Unless you brought a quiver of RPs, this is an R rated lead. There is only one bomber piece of gear in the first 35ft.

By Mark Pell
Mar 1, 2013

I put up this route in 1994, and the correct name is 'Franklin's Tower.' It has however come to be known over the years as 'G-Spot' while its much harder companion to the right which shares a common top belay is now known incorrectly as 'Power of Tower.' The right-hand route is the true 'G-Spot', so everyone make that correction in your personal guides if this kind of thing matters to you.

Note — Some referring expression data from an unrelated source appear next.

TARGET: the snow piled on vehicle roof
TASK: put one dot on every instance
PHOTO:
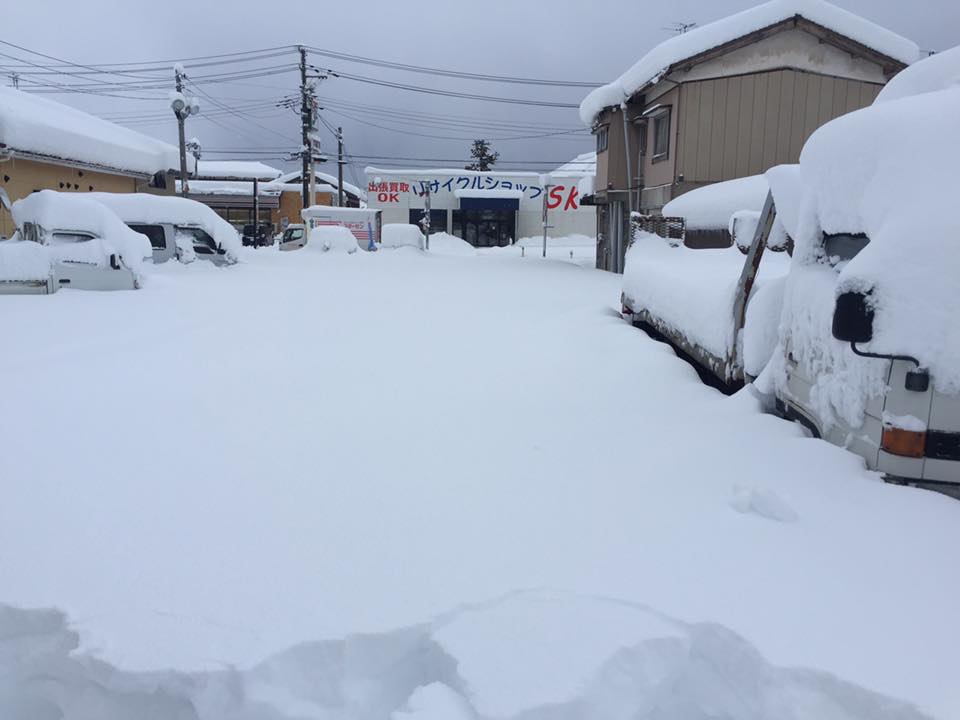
(712, 206)
(54, 211)
(903, 196)
(938, 72)
(145, 209)
(707, 37)
(39, 126)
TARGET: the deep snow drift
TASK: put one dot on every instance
(531, 655)
(316, 482)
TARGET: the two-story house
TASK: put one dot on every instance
(728, 100)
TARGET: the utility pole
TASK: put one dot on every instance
(182, 109)
(546, 193)
(306, 123)
(426, 217)
(340, 166)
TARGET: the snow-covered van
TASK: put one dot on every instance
(84, 245)
(293, 238)
(868, 353)
(177, 227)
(857, 336)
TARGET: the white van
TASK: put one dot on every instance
(178, 228)
(86, 245)
(869, 349)
(857, 336)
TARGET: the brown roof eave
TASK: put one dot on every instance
(891, 66)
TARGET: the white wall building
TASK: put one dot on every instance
(486, 208)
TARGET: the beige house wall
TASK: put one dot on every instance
(731, 127)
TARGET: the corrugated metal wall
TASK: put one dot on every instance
(737, 126)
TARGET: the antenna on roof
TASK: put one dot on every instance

There was never any such climb as 'Power of Tower' which I think would be a lame name anyway. Check the comments for 'Power of Tower' for more information on what is actually the true 'G-Spot' route. So remember - the 5.8 on the left is 'Franklin's Tower' (named by a Deadhead friend from Boulder who was listening to concert tapes at the base of the route), and the much harder route on the right is the real 'G-Spot,' and there is NO 'Power of Tower.' Got it? Read it again to make sure. This confusion apparently resulted from a problem with Peter Hubbel's notes as he was editing his 1995 guide to Boulder sport climbing. Thanks for this opportunity to confuse everyone even further.

By the Ascender
From: . . . CO
Feb 17, 2014
rating: 5.9 5c 17 VI HVS 5a R

Sand-bagger delight. Solid 5.9, esp. if you're shorter. Gear: wish we had some Lowe-balls and RPs. . . bring smallest Aliens. This climb should be rated "S". Neat route that felt like desperate Eldo 5.9.